Forum: Ruby Mac OS Roma to UTF-8 (Kconv | Iconv]

Announcement (2017-05-07): www.ruby-forum.com is now read-only since I unfortunately do not have the time to support and maintain the forum any more. Please see rubyonrails.org/community and ruby-lang.org/en/community for other Rails- und Ruby-related community platforms.
unknown (Guest)
on 2005-12-26 21:38
(Received via mailing list)
i've a small test using rubyaeosa-0.2.3, works great if i let the output
"as is".

In that case, according to SubEthaEdit (a MacOS X editor) the output
string is encoded in MacOS Roman.

Because i'll use the output in an xml form i need to translate to UTF-8.

if i make use of Kconv#toutf8 i get japanese (presumably) chars :

René  (true char "é" output "as is" = MacOS Roman)
Ren   (if i use Kconv#toutf8)
Anaïs (true char "é" output "as is" = MacOS Roman)
"A"n"a<ï and s replaced by a "japanese" char> (use of Kconv#toutf8)

also if i make use of Iconv.new('MACROMAN', 'UTF-8').iconv(str)

i get an error message :
AddressBook2vCardXml.rb:32:in `iconv': "\216" (Iconv::IllegalSequence)

for the first accentuated string (the "é" of René).


here is my script :
<code>
require 'osx/aeosa'
require 'kconv'
require 'iconv'


def album_list
  result = OSX.do_osascript %{
        tell application "Address Book"
          set a to first name of people
          set b to last name of people
         {a,b}
        end tell
      }
  firstName = result[0].map {|i| i.to_rbobj }
  lastName = result[1].map {|i| i.to_rbobj }
  return firstName.map {|i| [ i,lastName.shift ] }
end

aFile = File.new("AddressBook.xml", "w")
album_list.each do |f,l|
  aFile.puts "#{f} #{l}"                         // output "as is"
#  aFile.puts "#{f.toutf8} #{l.toutf8}"          // use Kconv#toutf8
#  fu = Iconv.new('MACROMAN', 'UTF-8').iconv(f)  // use of Iconv
#  lu = Iconv.new('MACROMAN', 'UTF-8').iconv(l)  // use of Iconv
#  aFile.puts "#{fu} #{lu}"                      // use of Iconv
end
</code>

notice also that, if i do the encoding conversion using command line by
:
>iconv -f MACROMAN -t UTF-8 AddressBook.xml > AddressBook-UTF-8.xml

"AddressBook.xml" being the output of my Ruby script, i get
"AddressBook-UTF-8.xml" correctly encoded !!!


may be that's the only solution for the time being ?
Paul B. (Guest)
on 2005-12-27 11:19
(Received via mailing list)
> Because i'll use the output in an xml form i need to translate to UTF-8.

Not necessarily. Just make sure that the encoding is specified in your
XML prolog:

<?xml version="1.0" encoding="Shift_JIS" ?>

> also if i make use of Iconv.new('MACROMAN', 'UTF-8').iconv(str)
>
> i get an error message :
> AddressBook2vCardXml.rb:32:in `iconv': "\216" (Iconv::IllegalSequence)
>
> for the first accentuated string (the "é" of René).

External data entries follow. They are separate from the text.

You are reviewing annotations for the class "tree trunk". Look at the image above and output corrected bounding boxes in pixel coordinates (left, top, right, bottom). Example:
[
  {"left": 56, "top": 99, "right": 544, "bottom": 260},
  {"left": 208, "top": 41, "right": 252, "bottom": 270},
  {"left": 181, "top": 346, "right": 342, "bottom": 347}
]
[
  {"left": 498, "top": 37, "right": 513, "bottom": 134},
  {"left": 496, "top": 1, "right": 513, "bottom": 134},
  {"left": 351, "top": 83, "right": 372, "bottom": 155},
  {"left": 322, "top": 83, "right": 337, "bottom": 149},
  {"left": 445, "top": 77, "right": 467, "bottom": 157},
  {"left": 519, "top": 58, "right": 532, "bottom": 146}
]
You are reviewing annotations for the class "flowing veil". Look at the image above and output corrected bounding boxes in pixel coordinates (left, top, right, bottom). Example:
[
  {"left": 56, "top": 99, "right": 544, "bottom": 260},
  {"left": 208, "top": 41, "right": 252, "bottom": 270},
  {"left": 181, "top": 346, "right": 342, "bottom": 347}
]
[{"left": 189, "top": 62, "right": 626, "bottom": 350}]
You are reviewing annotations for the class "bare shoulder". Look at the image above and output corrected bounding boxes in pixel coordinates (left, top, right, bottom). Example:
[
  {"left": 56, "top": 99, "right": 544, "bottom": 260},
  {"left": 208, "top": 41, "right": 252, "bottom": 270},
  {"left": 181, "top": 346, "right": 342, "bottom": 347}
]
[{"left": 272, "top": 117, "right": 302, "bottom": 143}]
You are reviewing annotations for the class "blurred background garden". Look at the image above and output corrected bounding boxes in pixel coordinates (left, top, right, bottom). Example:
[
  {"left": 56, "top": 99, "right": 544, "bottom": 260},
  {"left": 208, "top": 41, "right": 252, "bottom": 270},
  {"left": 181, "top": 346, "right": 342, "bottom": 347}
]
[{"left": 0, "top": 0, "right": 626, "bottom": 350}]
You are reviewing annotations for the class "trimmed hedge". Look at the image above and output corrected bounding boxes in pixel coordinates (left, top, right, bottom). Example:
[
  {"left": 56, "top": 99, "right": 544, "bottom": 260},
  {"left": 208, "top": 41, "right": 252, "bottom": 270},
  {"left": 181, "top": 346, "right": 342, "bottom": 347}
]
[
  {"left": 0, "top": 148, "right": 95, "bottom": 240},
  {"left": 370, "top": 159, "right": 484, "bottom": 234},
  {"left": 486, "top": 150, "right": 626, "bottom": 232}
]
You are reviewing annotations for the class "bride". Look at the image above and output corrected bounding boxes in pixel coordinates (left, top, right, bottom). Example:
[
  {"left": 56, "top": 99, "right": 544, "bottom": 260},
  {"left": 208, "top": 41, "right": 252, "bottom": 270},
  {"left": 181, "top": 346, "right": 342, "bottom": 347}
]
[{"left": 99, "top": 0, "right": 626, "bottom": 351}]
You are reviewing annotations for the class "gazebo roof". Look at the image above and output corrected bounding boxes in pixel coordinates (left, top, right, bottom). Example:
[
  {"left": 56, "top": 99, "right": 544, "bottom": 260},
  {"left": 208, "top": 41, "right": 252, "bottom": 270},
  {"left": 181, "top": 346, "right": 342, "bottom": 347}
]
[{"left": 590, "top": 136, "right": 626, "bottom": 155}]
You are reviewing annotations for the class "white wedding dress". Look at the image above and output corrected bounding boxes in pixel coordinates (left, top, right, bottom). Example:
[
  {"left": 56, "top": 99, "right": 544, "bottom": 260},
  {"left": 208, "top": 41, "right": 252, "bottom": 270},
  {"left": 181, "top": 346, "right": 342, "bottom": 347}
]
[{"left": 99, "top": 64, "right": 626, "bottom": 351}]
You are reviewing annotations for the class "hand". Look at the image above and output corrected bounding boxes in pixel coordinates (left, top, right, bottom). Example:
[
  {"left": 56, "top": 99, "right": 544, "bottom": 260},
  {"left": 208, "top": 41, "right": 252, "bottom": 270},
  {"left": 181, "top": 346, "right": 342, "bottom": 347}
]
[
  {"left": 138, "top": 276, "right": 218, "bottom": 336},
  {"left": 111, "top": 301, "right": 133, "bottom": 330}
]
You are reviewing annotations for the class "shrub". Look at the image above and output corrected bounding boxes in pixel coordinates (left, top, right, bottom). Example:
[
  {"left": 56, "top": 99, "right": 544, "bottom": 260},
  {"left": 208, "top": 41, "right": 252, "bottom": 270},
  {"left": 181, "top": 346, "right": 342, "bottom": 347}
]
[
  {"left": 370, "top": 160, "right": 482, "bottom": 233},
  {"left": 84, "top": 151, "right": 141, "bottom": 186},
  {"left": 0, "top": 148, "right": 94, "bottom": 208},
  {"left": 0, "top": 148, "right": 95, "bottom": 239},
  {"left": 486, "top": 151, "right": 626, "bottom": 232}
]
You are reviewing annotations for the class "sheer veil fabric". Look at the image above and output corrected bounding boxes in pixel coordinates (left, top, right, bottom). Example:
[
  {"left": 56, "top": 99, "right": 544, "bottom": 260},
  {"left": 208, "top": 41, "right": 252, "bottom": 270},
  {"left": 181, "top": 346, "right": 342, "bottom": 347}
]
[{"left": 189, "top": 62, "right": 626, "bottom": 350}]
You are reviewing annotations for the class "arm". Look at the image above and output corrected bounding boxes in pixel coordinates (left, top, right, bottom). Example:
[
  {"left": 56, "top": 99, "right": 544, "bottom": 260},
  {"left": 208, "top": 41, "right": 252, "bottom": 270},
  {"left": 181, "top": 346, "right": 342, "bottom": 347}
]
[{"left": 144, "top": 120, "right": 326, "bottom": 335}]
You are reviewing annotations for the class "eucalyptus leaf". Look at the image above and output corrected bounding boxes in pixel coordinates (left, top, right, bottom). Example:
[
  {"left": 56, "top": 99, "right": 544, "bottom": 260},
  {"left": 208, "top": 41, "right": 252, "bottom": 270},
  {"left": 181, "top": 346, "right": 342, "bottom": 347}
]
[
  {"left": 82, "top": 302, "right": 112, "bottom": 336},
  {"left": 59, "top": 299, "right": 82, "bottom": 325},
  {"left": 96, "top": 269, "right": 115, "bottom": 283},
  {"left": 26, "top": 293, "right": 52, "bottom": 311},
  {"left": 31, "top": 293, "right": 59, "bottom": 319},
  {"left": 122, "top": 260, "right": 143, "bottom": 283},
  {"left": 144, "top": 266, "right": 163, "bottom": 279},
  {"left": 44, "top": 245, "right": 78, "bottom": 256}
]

That's because the parameters are in the wrong order. They should be
given as (to, from). Your example is therefore trying to convert
*from* UTF-8 *to* Mac Roman, which is why the é is illegal.

Try this instead:

utf8_str = Iconv.new('UTF-8', 'MacRoman').iconv(mac_str)

e.g.
$KCODE = 'u'
require 'iconv'
Iconv.new('UTF-8', 'MacRoman').iconv("Ren\216") # => "René" [in UTF-8]

Paul.
unknown (Guest)
on 2005-12-27 13:08
(Received via mailing list)
Paul B. <removed_email_address@domain.invalid> wrote:

> That's because the parameters are in the wrong order.

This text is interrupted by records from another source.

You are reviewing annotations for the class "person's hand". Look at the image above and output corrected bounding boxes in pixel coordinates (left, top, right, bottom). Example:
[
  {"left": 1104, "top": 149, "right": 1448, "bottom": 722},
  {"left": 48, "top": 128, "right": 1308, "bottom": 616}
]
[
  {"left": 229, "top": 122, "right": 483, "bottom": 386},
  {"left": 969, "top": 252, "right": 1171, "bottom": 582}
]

ok, thanks very much, that's working right nox !!!
Christian N. (Guest)
on 2005-12-27 15:50
(Received via mailing list)
removed_email_address@domain.invalid (Une bévue) writes:

> also if i make use of Iconv.new('MACROMAN', 'UTF-8').iconv(str)

You got the encodings in the wrong order here.  It's TO, FROM.
unknown (Guest)
on 2005-12-27 16:00
(Received via mailing list)
Christian N. <removed_email_address@domain.invalid> wrote:

> You got the encodings in the wrong order here.  It's TO, FROM.

you're right thanks )))
This topic is locked and can not be replied to.